C. S. Lewis once said, “The world does not need more Christian writers, it needs more writers that are Christian.” The work of the novelist is to glorify God through art. Though we approach our art with a touch of pragmatism, we must retain our purpose. We are not propagandists, nor are we advertisers writing commercials for God. We are artists in the line of Beethoven, Michelangelo, and Bunyan… and even John Grisham, for that matter.
Good fiction deals with the issues of character and morality. Yet Christian fiction is sometimes criticized for avoiding realistic situations and characterization. Part of the problem is that Christian fiction is in its modern infancy, and part of the problem is our hard-headed American pragmatism. Publishers already have an idea of what the evangelical market wants and expects, and to some it appears that a realistic approach to life and human nature is not an expectation. I believe that is a misunderstanding, based on evangelical expectations for nonfiction works.
When I said Christian fiction is in its modern infancy I meant it has been lying dormant for most of the twentieth century. Over the last twenty years it began re-emerging as a legitimate Christian expression. One of the results of the fundamentalist/modernist controversy in the 1920’s and ‘30’s was to view fiction as “escapist entertainment” and therefore, a frivolous waste. We are beginning to abandon that stigma, but let us not make a greater mistake by simply saying that frivolous, escapist entertainment is now a good thing.
As I see it, Christian fiction has a narrow road to travel and two wide pitfalls to avoid. With wide latitude, I would say that Christian fiction ought to tell a story illustrating how godly principles play out on a worldly stage. The pitfalls to avoid are arrogant sermonizing on one hand and gratuitous sex and violence on the other. This does not mean that no moral point may be made. All good fiction speaks to moral choices. The operative words are arrogant and gratuitous. A realistic portrayal of life could not be made without showing the awful power of sin, rebellion and violence. But those things ought not be the point of the story. They are instead grist for the mill, predicaments in which godly principles and power may be demonstrated.

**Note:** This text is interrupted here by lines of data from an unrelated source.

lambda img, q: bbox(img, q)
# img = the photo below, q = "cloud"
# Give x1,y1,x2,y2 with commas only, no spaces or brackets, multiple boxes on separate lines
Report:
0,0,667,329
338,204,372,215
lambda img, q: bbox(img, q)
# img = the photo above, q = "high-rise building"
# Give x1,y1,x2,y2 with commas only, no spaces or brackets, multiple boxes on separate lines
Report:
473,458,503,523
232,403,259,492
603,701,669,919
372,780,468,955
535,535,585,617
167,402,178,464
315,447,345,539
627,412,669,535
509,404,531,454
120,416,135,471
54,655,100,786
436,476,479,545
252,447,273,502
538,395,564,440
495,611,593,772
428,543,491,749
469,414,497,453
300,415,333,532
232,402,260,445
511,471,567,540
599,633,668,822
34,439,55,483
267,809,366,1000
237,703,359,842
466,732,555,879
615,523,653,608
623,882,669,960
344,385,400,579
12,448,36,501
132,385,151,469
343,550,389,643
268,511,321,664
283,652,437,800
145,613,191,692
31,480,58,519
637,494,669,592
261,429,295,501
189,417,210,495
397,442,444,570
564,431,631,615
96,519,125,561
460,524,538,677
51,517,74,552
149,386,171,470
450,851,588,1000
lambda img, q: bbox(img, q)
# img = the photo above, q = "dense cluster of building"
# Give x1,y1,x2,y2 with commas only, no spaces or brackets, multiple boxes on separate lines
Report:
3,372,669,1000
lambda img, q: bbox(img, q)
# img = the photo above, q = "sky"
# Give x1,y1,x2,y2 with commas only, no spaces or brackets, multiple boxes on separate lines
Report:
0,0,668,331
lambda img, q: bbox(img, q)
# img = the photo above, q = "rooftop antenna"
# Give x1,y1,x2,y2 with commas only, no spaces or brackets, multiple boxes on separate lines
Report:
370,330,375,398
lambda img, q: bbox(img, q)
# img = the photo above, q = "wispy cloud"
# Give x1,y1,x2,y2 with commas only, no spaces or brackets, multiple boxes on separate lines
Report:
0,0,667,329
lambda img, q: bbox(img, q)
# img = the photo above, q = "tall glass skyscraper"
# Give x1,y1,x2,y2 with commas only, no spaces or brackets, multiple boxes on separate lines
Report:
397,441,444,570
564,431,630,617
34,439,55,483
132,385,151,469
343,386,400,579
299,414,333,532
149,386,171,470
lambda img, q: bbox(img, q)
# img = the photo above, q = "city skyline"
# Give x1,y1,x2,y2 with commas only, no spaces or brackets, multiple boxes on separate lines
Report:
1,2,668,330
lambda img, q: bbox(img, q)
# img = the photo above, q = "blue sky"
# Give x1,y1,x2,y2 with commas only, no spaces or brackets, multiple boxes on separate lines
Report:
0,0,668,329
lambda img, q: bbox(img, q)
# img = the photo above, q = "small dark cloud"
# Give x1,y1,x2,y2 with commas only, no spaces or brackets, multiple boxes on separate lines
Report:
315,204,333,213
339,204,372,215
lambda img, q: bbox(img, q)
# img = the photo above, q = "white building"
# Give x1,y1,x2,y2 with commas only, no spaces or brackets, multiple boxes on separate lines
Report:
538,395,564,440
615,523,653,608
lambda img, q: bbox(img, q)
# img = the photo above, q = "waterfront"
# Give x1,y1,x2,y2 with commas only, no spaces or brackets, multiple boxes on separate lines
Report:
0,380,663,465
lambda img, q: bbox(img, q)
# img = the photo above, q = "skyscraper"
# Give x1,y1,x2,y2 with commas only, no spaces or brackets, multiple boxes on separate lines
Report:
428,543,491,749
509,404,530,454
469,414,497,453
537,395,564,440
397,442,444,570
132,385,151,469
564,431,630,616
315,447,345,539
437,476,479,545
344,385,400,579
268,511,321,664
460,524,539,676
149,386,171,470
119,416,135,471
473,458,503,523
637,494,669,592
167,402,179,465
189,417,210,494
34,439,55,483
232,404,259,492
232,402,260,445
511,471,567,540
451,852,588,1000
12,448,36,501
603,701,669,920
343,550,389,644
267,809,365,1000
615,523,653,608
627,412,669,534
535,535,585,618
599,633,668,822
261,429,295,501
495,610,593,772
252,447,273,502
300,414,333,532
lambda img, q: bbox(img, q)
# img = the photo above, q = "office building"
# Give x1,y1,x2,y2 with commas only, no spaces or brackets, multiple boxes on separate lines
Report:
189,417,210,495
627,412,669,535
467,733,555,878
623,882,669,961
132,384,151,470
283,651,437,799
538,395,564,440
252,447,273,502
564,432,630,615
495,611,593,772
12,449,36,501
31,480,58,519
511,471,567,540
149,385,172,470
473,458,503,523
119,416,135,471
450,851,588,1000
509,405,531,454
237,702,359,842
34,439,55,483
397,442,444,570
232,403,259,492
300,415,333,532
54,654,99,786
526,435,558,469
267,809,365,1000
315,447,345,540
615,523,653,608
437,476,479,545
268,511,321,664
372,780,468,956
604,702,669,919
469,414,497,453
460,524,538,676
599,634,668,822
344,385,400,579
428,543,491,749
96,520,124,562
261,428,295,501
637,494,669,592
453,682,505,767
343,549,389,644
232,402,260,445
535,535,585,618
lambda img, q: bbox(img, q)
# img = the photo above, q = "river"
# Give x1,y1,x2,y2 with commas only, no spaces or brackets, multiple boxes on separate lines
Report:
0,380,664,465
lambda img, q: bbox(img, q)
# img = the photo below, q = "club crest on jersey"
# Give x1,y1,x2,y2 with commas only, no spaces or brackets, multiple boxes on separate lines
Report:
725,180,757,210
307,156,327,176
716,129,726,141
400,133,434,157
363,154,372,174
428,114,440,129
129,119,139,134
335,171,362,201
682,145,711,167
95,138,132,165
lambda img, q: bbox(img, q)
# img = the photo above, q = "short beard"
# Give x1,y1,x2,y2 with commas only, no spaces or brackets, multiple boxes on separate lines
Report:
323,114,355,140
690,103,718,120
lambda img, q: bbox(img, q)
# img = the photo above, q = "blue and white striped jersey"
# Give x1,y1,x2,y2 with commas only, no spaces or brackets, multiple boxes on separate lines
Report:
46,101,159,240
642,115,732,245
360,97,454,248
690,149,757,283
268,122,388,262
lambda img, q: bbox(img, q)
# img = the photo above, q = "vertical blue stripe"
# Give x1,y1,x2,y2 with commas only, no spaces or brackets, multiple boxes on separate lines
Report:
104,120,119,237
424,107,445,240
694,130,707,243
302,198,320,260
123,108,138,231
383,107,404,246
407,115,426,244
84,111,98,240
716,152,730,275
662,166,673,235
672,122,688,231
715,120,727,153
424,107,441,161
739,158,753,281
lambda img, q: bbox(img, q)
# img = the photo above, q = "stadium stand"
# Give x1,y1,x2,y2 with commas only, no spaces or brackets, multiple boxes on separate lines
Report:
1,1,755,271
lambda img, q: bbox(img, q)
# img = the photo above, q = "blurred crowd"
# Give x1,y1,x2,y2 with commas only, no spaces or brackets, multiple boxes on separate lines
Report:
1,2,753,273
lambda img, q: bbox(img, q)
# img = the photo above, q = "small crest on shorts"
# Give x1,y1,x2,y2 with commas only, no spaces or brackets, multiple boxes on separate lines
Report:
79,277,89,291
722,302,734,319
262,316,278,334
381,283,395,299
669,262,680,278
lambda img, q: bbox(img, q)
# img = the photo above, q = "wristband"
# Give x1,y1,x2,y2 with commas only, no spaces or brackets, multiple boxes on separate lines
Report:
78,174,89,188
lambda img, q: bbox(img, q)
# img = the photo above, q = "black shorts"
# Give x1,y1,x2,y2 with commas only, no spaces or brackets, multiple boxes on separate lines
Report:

Christian fiction is blossoming during a formative time in American culture, but the question is, what makes fiction “Christian?” The distinction between sacred and secular is a recent invention, a product of the Enlightenment and the “Scientific” Victorian Age. Prior to the twentieth century, the categories of Christian fiction or music would have been absurdities. True, there were writers who sought to glorify God and those who did not, but you did not buy them in separate bookstores. They stood on the same shelves, vying with secular works for the minds of people.
Of course as far as the modern world is concerned Christians ought to be relegated to our own well-defined (and invisible) corner of the world. So what? There is nothing that says we have to accept those limits. Personally, I agree with C. S. Lewis’ sentiments on the subject. I am a writer who is a Christian. Preaching to the choir may be fun and easy, but there is a world out there that might just benefit from an exposure to a Christian approach to life’s struggles.